Tuesday, November 6, 2012
I am no gambler or follower of the neddies but like most Australians I do watch the Melbourne Cup on TV. It is a great occasion that generates a lot of excitement. The ladies all get into hats and fascinators and glam up generally and the men place their bets.
I didn't do too badly. I know nothing about form so I go into sweeps only. And one of the horses I got in a sweep came third. So I think I am ahead on the day.
Anne was off to a fancy ladies' day at the Sofitel (once known as the Sheraton) so I looked like viewing the race at home on my own. As it happened, however, Jenny had resigned her job a couple of days ago so was free to come over and join me. Most people I know were working or out of town.
Jenny and I had a very restrained cup party -- with watermelon and freshly squeezed orange juice instead of cakes and champagne. I guess we are getting old.
It was a very exciting race with the winner coming from well behind but ending well ahead. The cup is like that, though. I was rather pleased that it was not a photo finish this year. Last year was so close that I would have been inclined to call it a tie, or at least a draw.
The Prince of Wales and the Duchess of Cornwall were in attendance and the Duchess presented the cup to the owner. Both seemed to be in good form.
I noticed that the jockey made the sign of the cross at the end of the race. I wonder if anyone will criticize that? They would be well advised not to. Any cup winner is close to God in Australia.
I also like to have a look each year to see who won the "Fashions on the Field" prize. It's said to be Australia's richest fashion prize. Ladies as well as horses compete at the Melbourne Cup. And the fashions are always wearable, unlike the monstrosities that appear on Paris catwalks etc. The winner this year, Lauren Andrews, has been competing in such events for about 5 years so the prize this year went to a stayer. That is she in the middle below
I can't really see what's good about the outfit but what would I know? Someone who appears to know informs us: "Ms Andrews purchased her winning outfit more than a month ago, a navy-and-neon-yellow tweed pencil dress with a half peplum on the waist, from British label Erdem. Her winning pleated headpiece was by Melbourne milliner Kim Fletcher... she backed some of the day's most popular trends: neon colours, a fitted pencil silhouette and a peplum ruffle."

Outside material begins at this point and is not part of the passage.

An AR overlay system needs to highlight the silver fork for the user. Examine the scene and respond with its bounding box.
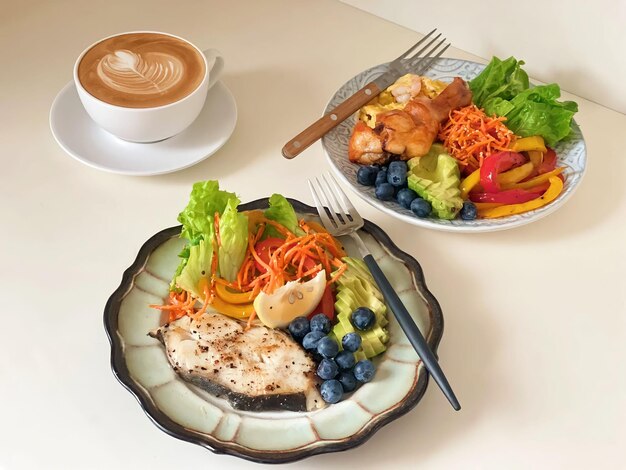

At great risk of political incorrectness, there is one small thing that I noted during the hour or more that I was watching the events at Flemington: I did not see one black, brown or East Asian face. So it was one of the last holdouts of the old Australia. And having the Heir to the Throne present (Australia is still a monarchy) certainly underlined that.
The absence of East Asians was a little surprising. Not only are the Chinese great gamblers but they generally fit in seamlessly with our traditions.